Your data lives in your own Supabase project (free tier is enough). You use the cerefox command from the @cerefox/memory npm package. No git clone, no Python, no build.

# 1. Install (one-liner; detects Bun, falls back to npm):
curl -fsSL https://github.com/fstamatelopoulos/cerefox/releases/latest/download/install.sh | sh
#    or: npm install -g @cerefox/memory     (Node ≥ 20)

# 2. Configure + stand up the server side (against your own Supabase project):
cerefox init             # interactive setup: Supabase URL/keys, embedding key
cerefox server deploy    # schema + RPCs + all 9 Edge Functions, from the npm bundle
cerefox doctor           # verify everything is wired up

# 3. Wire up your AI agent(s) — run the ones that apply:
cerefox configure-agent --tool claude-code      # also: claude-desktop | cursor | codex | gemini

# 4. Use it:
cerefox document ingest my-notes.md --title "My notes"
cerefox search "what did I decide about auth?"
cerefox web              # web UI → http://localhost:8000/app/

Prerequisites: Node 20+ or Bun 1.0+ · a Supabase account (free tier) · an embedding API key (OpenAI text-embedding-3-small).

Full walkthrough: docs/guides/quickstart.md (~15 min). Supabase specifics: docs/guides/setup-supabase.md.

Option 2 — Local / self-hosted (Docker)

Everything runs in one Docker container on your machine — Postgres + pgvector

  • the Cerefox server. No Supabase account, no Node/Bun on the host, just Docker. You get a cerefox-local command (same KB verbs as cerefox).
# 1. Install (one-liner; pulls the all-in-one image, adds a `cerefox-local` command):
curl -fsSL https://github.com/fstamatelopoulos/cerefox/releases/latest/download/install-local.sh | sh

# 2. Set your OpenAI key (for embeddings) + wire up an AI agent:
cerefox-local init                 # set/rotate the OpenAI key (re-creates the container)
cerefox-local configure-agent      # wire an MCP client (e.g. Claude Code)

# 3. Use it:
cerefox-local document ingest my-notes.md --title "My notes"
cerefox-local search "what did I decide about auth?"
#    web UI → http://localhost:8000/app/  (or the port the installer chose — it auto-steps
#    to 8010/… if 8000 is busy; `cerefox-local status` shows the URL. Manage: status | upgrade | stop)

Prerequisites: Docker (Docker Desktop or Colima) · an OpenAI API key (embeddings still use the OpenAI API).

Full walkthrough: docs/guides/setup-local.md. Cloud and local are independent — different installer, different command name — so they never collide if you happen to run both.

Run from source (contributors)

Clone the repo and run from source. bun drives everything; uv is only for the legacy Python MCP fallback.

git clone https://github.com/fstamatelopoulos/cerefox.git && cd cerefox
bun install                  # workspace deps: root + packages/memory + frontend
uv sync                      # OPTIONAL — only for the legacy `uv run cerefox mcp` fallback
cp .env.example .env         # fill in Supabase URL/keys + embedding key

bun scripts/db_deploy.ts     # schema + RPCs  (--dry-run to preview · --reset to wipe first)
npx supabase functions deploy   # Edge Functions (or just use `cerefox server deploy`)

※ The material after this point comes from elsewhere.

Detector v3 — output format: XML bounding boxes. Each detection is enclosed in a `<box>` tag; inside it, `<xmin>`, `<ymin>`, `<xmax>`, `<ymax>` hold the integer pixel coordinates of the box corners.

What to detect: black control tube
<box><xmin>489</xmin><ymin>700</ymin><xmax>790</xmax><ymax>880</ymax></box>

cd frontend && bun run build && cd ..   # build the SPA `cerefox web` serves at /app/
bun test                     # run the suite (root + packages/memory + _shared)

Full contributor setup, conventions, and the test matrix are in CONTRIBUTING.md and the contributor section of docs/guides/quickstart.md.

Python is legacy. As of v0.9 the entire runtime (CLI, MCP, web, ingestion) is TypeScript in @cerefox/memory. The only surviving Python is uv run cerefox mcp — a frozen, offline / no-npm MCP fallback for repo-clone users. It is unmaintained and slated for removal; everything else Python is a husk that redirects to the TS CLI. See docs/guides/upgrading.md.


Architecture

cerefox_documents     cerefox_chunks
─────────────────     ───────────────────────────────
id, title, source     id, document_id, chunk_index
content_hash          heading_path, heading_level
project_id            content, char_count
metadata (JSONB)      embedding_primary (VECTOR 768)
chunk_count           fts (TSVECTOR, title-boosted)

Search RPCs (MCP tools): cerefox_hybrid_search, cerefox_fts_search, cerefox_semantic_search, cerefox_search_docs, cerefox_reconstruct_doc, cerefox_context_expand, cerefox_save_note


Connecting AI agents

The fastest path is cerefox configure-agent --tool <client> — it writes the right config for Claude Code, Claude Desktop, Cursor, Codex, or Gemini. There are four ways an agent can reach Cerefox:

1 — Remote MCP (recommended). The cerefox-mcp Edge Function speaks MCP Streamable HTTP. Just a URL + a legacy anon JWT (Supabase → API Keys → Legacy → anon, not the new sb_publishable_… key — see setup-supabase.md). No local install:

claude mcp add --transport http cerefox \
  https://<project-ref>.supabase.co/functions/v1/cerefox-mcp \
  --header "Authorization: Bearer <anon-key>"

2 — Local stdio MCP. cerefox mcp runs the same 10 tools in-process — lower latency, no per-call Edge Function billing. configure-agent wires it up, or point your client at command: "cerefox", args: ["mcp"].

3 — ChatGPT. Custom GPT + GPT Actions pointing at the Edge Functions (requires ChatGPT Plus). Paste the OpenAPI block from connect-agents.md.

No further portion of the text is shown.